These results support H1. Both the AMG and CCEMG models confirm a positive and statistically significant impact of GDP on technological innovation. This reinforces the idea that economic prosperity provides the financial and institutional basis for sustained investment in R&D, consistent with endogenous growth theory. H2 receives mixed support: while economic complexity shows a positive coefficient in both models, its significance is marginal. This suggests that while complexity may matter, its standalone effect may be mediated by other structural factors, such as institutional quality or trade openness. H3 is not supported in a statistically significant way in our models. This finding challenges the traditional view of the resource curse and may suggest that G-20 countries, with better governance and reinvestment strategies, can mitigate the negative impact of resource reliance on innovation. H4 and H5 are not statistically significant in either model, although they show the expected positive signs. These results may reflect the long-term and indirect nature of their effects. For example, improvements in human capital and civil liberties might shape innovation over longer horizons or through interaction with other variables, such as institutional capacity or openness to global markets.
4.1 Robustness test results
In Table 11, the robustness test results using fully modified ordinary least squares (FMOLS) and dynamic ordinary least squares (DOLS) confirm the reliability of the previous findings obtained from the AMG and CCEMG models. The dependent variable in the analysis is technological innovation in G-20 countries, while the independent variables include GDP, natural resource rents, economic complexity, human capital, and civil liberties. The results from both FMOLS and DOLS estimators show consistent relationships between these variables and technological innovation, reinforcing the validity of the initial findings.
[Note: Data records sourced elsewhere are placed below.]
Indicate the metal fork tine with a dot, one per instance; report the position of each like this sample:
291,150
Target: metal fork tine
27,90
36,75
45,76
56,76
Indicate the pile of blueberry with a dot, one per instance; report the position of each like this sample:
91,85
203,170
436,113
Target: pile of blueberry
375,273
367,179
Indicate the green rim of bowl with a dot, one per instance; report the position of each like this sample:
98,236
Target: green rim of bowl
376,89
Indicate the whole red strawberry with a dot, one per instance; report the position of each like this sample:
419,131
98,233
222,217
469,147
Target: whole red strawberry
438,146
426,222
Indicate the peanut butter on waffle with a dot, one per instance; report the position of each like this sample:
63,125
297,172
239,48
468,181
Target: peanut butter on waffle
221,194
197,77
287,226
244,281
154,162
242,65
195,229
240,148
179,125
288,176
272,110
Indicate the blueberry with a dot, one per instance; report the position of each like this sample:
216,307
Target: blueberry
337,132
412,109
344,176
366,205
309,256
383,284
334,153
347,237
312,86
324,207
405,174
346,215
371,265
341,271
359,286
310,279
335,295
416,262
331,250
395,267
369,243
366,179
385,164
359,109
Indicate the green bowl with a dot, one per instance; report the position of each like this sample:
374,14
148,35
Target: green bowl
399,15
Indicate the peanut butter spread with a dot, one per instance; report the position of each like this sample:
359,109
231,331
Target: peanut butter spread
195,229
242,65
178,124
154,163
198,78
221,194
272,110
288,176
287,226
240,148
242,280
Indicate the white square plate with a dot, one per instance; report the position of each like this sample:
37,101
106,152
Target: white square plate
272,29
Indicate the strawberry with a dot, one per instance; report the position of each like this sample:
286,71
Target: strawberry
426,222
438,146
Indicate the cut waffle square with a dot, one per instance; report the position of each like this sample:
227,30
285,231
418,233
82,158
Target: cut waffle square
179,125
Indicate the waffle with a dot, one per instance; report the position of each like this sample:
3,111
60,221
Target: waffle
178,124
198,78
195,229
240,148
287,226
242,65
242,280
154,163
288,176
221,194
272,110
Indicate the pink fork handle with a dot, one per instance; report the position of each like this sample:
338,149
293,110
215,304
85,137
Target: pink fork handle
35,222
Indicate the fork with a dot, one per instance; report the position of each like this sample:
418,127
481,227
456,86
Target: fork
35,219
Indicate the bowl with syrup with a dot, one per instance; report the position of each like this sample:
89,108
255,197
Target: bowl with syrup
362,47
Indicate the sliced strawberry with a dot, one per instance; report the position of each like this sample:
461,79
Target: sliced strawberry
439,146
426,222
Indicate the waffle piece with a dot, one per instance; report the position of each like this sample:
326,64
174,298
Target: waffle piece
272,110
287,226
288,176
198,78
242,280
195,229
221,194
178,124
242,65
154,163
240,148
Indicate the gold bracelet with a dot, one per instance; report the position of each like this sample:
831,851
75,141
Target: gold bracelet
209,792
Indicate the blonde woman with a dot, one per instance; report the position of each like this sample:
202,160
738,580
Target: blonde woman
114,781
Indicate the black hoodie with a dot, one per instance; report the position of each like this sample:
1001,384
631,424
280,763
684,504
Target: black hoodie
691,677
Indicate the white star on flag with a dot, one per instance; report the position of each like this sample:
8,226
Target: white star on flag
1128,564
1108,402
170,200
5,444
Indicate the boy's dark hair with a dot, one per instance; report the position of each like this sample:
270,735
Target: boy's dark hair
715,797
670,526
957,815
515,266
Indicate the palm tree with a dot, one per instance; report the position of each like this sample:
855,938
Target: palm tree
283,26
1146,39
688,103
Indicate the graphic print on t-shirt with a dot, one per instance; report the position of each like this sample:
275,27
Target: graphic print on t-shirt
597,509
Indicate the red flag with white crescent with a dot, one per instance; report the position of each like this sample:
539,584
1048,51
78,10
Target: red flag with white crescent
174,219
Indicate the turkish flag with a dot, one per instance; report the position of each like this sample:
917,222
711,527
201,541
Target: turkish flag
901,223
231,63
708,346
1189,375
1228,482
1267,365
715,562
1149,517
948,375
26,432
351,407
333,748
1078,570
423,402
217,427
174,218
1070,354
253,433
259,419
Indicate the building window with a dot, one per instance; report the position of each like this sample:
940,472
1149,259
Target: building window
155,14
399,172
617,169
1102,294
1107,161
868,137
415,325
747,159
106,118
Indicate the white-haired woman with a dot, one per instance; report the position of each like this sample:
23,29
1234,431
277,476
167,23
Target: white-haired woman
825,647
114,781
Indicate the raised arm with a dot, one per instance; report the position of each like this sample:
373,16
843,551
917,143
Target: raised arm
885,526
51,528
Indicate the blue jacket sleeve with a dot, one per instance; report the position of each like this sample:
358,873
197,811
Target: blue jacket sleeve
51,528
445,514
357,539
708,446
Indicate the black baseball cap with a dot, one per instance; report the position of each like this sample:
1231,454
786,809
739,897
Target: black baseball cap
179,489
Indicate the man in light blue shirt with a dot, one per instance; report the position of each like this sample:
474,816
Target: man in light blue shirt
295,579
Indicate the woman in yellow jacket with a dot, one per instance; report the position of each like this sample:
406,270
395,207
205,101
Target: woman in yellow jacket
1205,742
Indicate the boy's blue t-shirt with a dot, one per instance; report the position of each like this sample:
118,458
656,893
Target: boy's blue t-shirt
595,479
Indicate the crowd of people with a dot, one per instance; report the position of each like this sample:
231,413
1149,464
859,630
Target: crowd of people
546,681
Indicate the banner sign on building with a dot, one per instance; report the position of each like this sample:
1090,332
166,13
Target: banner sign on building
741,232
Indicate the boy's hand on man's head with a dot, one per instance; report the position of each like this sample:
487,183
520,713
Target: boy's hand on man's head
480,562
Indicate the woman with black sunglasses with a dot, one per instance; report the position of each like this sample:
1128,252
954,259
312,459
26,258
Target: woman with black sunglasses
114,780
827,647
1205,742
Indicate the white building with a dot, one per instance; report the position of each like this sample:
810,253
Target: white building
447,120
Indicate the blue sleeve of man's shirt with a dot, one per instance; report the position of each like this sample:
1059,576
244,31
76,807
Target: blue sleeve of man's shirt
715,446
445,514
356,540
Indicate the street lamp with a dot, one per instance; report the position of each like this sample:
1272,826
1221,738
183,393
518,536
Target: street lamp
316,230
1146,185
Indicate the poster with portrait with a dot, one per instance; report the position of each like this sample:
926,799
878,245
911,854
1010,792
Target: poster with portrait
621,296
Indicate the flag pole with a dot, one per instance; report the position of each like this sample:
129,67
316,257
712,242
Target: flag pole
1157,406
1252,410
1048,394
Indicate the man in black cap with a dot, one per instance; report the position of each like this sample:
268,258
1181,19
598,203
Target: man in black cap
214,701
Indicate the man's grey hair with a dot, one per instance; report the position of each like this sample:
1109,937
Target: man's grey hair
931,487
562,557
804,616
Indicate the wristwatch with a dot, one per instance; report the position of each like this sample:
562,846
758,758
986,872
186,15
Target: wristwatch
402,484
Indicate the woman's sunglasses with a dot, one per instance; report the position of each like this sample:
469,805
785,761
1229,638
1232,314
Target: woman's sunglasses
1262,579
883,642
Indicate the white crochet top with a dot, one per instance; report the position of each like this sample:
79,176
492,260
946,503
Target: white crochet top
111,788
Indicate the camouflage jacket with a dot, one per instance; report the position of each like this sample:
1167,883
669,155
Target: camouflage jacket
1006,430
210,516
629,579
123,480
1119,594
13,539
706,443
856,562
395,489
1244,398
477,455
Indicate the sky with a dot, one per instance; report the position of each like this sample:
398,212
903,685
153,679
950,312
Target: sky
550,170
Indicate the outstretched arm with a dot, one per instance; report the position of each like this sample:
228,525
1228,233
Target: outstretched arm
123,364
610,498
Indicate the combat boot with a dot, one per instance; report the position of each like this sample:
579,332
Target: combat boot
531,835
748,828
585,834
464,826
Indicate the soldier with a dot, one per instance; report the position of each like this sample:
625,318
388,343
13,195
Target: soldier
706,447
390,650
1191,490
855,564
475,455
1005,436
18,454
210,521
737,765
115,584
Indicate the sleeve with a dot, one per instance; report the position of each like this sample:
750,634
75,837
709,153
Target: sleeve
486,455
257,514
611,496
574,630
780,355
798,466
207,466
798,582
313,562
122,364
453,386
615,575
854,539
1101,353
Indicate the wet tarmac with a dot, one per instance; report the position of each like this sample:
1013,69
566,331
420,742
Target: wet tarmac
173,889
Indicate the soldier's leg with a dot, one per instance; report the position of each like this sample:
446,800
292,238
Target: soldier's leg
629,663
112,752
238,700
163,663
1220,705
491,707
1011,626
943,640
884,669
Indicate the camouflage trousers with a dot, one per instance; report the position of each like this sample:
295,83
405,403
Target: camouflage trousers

The results of Table 11 indicate that GDP positively influences technological innovation, with slightly higher coefficients in the DOLS model. This suggests that economic growth remains a key driver of innovation, and the relationship strengthens when controlling for endogeneity. Natural resource rents also show a positive impact on technological innovation, though the effect is relatively weaker than other factors. This suggests that while resource-rich economies can still foster innovation, their reliance on natural resources alone may not be sufficient to drive technological progress.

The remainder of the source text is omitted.